Mgr  de Saint-Vallier, arrivé en 1685, a écrit une relation de sa première visite au Canada. En voici quelques passages. Parlant des environs de Québec, il dit : « Il n’y a qu’une seule cure au cap Tourmente qui est fort bien desservie. Il y en a trois à la côte de Beaupré, savoir : Sainte-Anne, Château-Richer et l’Ange-Gardien ; et cinq dans l’île d’Orléans, qui sont la Sainte-Famille, Saint-François, Saint-Jean, Saint-Paul et Saint-Pierre. Ces huit cures sont gouvernées par quatre prêtres dont l’un est attaché à Sainte-Anne, lieu de pèlerinage où l’on va toute l’année, l’autre dessert Château-Richer et l’Ange-Gardien ; le troisième partage ses soins entre la Sainte-Famille et Saint-François, et le dernier est chargé à lui seul de Saint-Jean, Saint-Paul et Saint-Pierre. Chaque paroisse aura dans la suite son curé, lorsqu’elle pourra lui fournir sa subsistance[2] et qu’il y aura plus de prêtres[3] dans le pays. Tous ces lieux m’ont paru pauvres, il n’y a que trois ou quatre églises qui aient été bâties de pierres par les soins et le secours de messieurs du séminaire de Québec ; les autres ne sont que de bois, et elles ont besoin d’être ou réparées ou achevées, ou ornées au-dedans… Quelque temps après, je passai à Montréal. Je visitai sur ma route toutes les églises que j’y trouvai, des deux côtés du fleuve ; celle d’une petite ville que l’on appelle les Trois-Rivières et qui est fermée de pieux, fut la seule qui me donna de la consolation ; toutes les autres étaient ou si prêtes à tomber en ruine, ou si dépourvues des choses les plus nécessaires, que la pauvreté où je les vis m’affligea sensiblement ; et je ne doute pas que si les personnes de piété qui sont en France avaient vu comme moi ces lieux saints couverts de paille, tous délabrés, sans vaisseaux sacrés et sans ornements, elles n’en fussent vivement touchées, et qu’elles n’étendissent leurs aumônes jusque-là, pour y faire célébrer les divins mystères avec décence. »

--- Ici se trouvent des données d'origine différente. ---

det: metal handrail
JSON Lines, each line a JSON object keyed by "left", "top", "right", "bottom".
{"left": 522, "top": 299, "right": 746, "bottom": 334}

  1. Il n’y a pourtant pas à se cacher que les jésuites faisaient la traite dans plus d’une mission. La Hontan est le seul qui en doute.
  2. Ceci donne à croire que la pauvreté régnait chez les habitants. La majeure partie des revenus ou dîmes des paroisses passait au séminaire de Québec.
  3. Ils n’étaient pas moins de soixante et quinze dans le Bas-Canada, pour une population de onze mille âmes au plus.